One area particularly devastated by the Da Nang Plague was the once-bustling city of Los Angeles; the circumstances which led to its eventual abandonment by its few remaining inhabitants at the height of the pandemic have never been completely understood or documented. That may change, however, with the publication of How Few Remain: The Anatomy Of A Plague($25.50, Harcourt Brace Jovanovich), a series of diary entries written by a plague victim named Harry Turtledove, who was in his teens when the plague first struck L.A. and who would end up being one of the last people to succumb to the lethal contagion before the handful of uninfected residents still in the city were evacutated to safer ground.

Turtledove’s journal, first discovered by a National Guardsman during the final stages of the Los Angeles evacuation and later edited for publication by the staff at Columbia University’s Biological Catastrophes Institute, is a fascinating glimpse into the last days of what historians now call "America’s Pompeii". It is also a very moving portrait of a young man trying to maintain some tiny semblance of a normal life in the face of perhaps the worst biological disaster in human history. In vivid and crisp prose Turtledove guides us through both his personal struggle with the Da Nang Plague and the larger fight to keep Los Angeles as a whole alive. Sadly, both battles would be lost: Turtledove would be dead before his sixteenth birthday and Los Angeles would become the world’s largest ghost town as the few remaining citizens not infected by the lethal Da Nang virus chose to be resettled elsewhere by the U.S. government rather than risk joining the millions of victims of the disease.

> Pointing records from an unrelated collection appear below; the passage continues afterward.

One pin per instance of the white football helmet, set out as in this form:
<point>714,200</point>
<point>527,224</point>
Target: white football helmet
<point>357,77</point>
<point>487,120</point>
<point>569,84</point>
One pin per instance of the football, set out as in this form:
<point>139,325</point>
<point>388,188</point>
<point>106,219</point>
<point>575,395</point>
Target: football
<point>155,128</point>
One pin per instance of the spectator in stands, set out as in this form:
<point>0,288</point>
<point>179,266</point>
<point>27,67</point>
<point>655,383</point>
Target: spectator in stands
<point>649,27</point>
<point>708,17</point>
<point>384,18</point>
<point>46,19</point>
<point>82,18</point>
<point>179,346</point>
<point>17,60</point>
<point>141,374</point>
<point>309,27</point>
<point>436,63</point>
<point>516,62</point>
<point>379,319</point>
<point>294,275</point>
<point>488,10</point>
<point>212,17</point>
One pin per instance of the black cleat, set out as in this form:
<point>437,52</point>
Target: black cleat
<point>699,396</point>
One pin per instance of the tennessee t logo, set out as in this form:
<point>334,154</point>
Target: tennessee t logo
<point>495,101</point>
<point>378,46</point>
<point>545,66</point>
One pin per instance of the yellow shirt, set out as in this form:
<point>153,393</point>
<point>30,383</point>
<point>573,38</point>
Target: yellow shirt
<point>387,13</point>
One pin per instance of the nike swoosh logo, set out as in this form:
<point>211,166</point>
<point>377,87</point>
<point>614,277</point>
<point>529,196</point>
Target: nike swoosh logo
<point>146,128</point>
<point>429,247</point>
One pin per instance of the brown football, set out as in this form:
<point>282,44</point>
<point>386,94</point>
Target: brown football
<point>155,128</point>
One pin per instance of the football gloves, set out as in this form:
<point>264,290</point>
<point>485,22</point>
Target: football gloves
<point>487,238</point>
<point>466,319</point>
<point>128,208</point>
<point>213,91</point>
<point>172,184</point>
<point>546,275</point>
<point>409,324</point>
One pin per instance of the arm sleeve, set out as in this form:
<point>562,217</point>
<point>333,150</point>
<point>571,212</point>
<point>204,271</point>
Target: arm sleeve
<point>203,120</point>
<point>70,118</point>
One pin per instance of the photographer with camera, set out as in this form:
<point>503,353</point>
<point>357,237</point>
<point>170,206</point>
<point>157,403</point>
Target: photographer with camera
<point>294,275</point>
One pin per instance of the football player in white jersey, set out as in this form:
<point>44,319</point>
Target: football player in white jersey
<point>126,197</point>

From Turtledove’s accounts of the first plague victims being treated at Cedars-Sinai Hospital to his final commentaries about his own impending death, How Few Remain is a poignant time capsule of the worst calamity in human history. It also gives a window into what Turtledove’s future might have been had he survived the plague; interspersed with his journal entries are rough drafts for a science fiction story titled "Guns of the South" about time travelers journeying back to the American Civil War and supplying machine guns to the Confederate Army in an attempt to change the results of the Battle of Gettysburg. While the narrative of "Guns" is still somewhat raw even after editing, it hints at a literary potential that was tragically snuffed out by Turtledove’s demise. One can only imagine what kind of success that Turtledove might have achieved in later life had he been allowed to live beyond the age of fifteen.

The book also includes hand-drawn illustrations done by Turtledove and black & white photographs made by the National Guard troops who supervised the evacuation of Los Angeles. Particularly striking are the snapshots taken by a Guard medic of an abandoned Dodger Stadium just before the final mass cremation of dead bodies of Da Nang plague victims. Those photos of a once-great sporting venue now lying empty are a poignant symbol of the devastation the plague wreaked not just on LA, but on all the people of the world. In some respects, readers may find these pictures reminiscent of the desolate photo landscapes at the Guggenheim Museum’s recent "Abandoned L.A." exhibition.

Last but not least, How Few Remain has a supplemental map illustrating the sectors of metropolitan Los Angeles that were hardest hit in the early days of the plague. For casual historians and serious plague era scholars alike, this supplement is an invaluable tool to anyone wanting to understand the Da Nang virus epidemic and its consequences. Indeed, the entire book is a welcome addition to the roster of plague era non-fiction literature; Los Angeles was a microcosm of the virus’ terrible effects on the human race, and any book that explores the devastating consequences the plague had for the once-splendid metropolis is one which definitely deserves space on readers’ bookshelves.